Bolsonaro, un capitán retirado del Ejército, ganó las elecciones presidenciales de 2018 con el apoyo de los militares. Debe mucho de su popularidad a la confianza de la población brasileña en sus Fuerzas Armadas, pese a la dictadura que protagonizaron durante 21 años y que terminó en la crisis económica de la “década perdida” de los años 80.
Su ascenso repentino, tras 28 años como un diputado del “bajo clero”, es decir irrelevante, y grosero por su defensa de la dictadura militar, se debió principalmente al hecho de representar los militares, entonces muy populares por contraposición a los políticos desacreditados por escándalos de corrupción y nueva crisis económica.
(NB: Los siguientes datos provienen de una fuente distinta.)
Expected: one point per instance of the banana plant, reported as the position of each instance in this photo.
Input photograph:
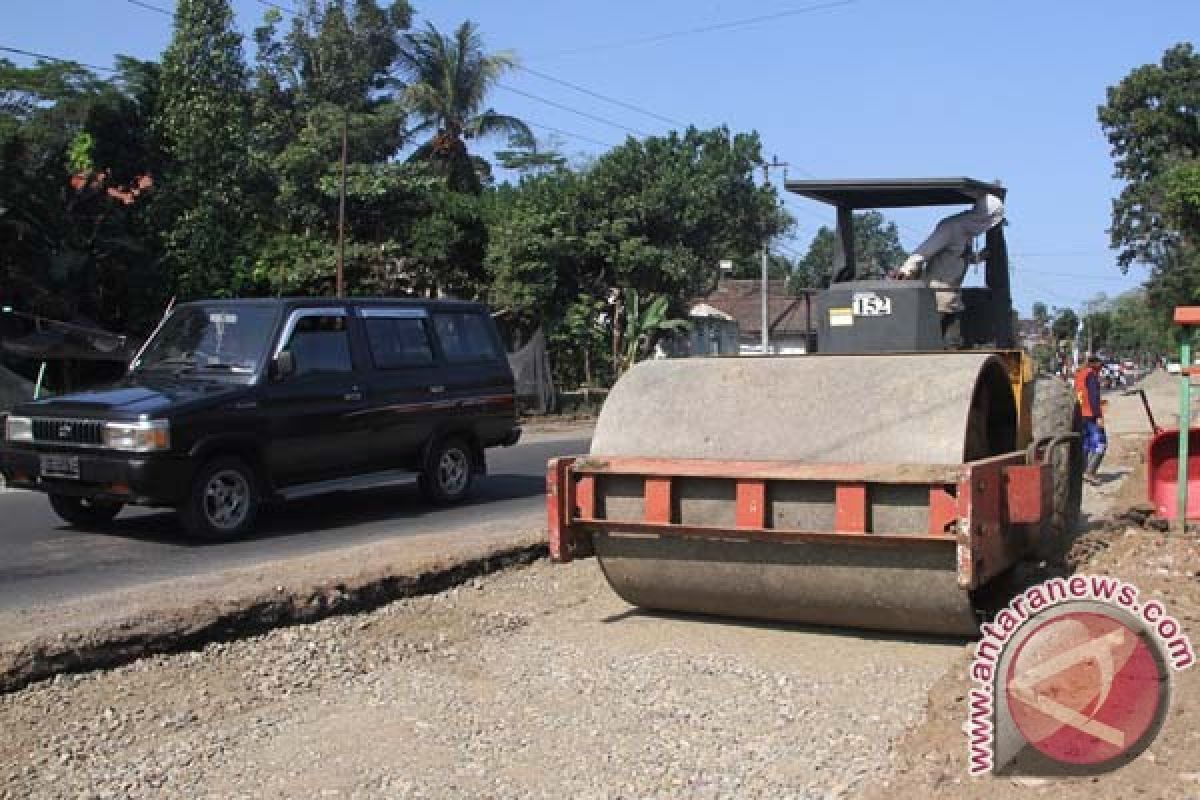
(645, 328)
El imaginario alimentado por una memoria sesgada del poder militar de 1964 a 1985, época del “milagro brasileño” de crecimiento económico cercano a 10 % al año y rápida expansión de la clase media urbana, perdió su combustible.
La confianza de los brasileños en sus militares cayó de 39 % en 2019 a 30 % en 2022, según encuestas del internacional Instituto Ipsos. El promedio de los 26 países participantes es de 41 % y Brasil solo supera Colombia, África del Sur y Corea del Sur, en la encuesta de este año.
Las protestas golpistas acumulan creciente rechazo popular, tras haber bloqueado carreteras en noviembre e incendiado por lo menos cinco autobuses y ocho automóviles en la noche del 12 de diciembre en Brasilia. Los campamentos delante de los cuarteles siguen desde el inicio de noviembre pidiendo un golpe militar.
Un 75 % de los entrevistados por el Instituto Datafolha el 19 y 20 de diciembre condena esas manifestaciones y 56 % considera que sus participantes deben sufrir puniciones. Incluso mitad de los electores de Bolsonaro rechazan los actos golpistas.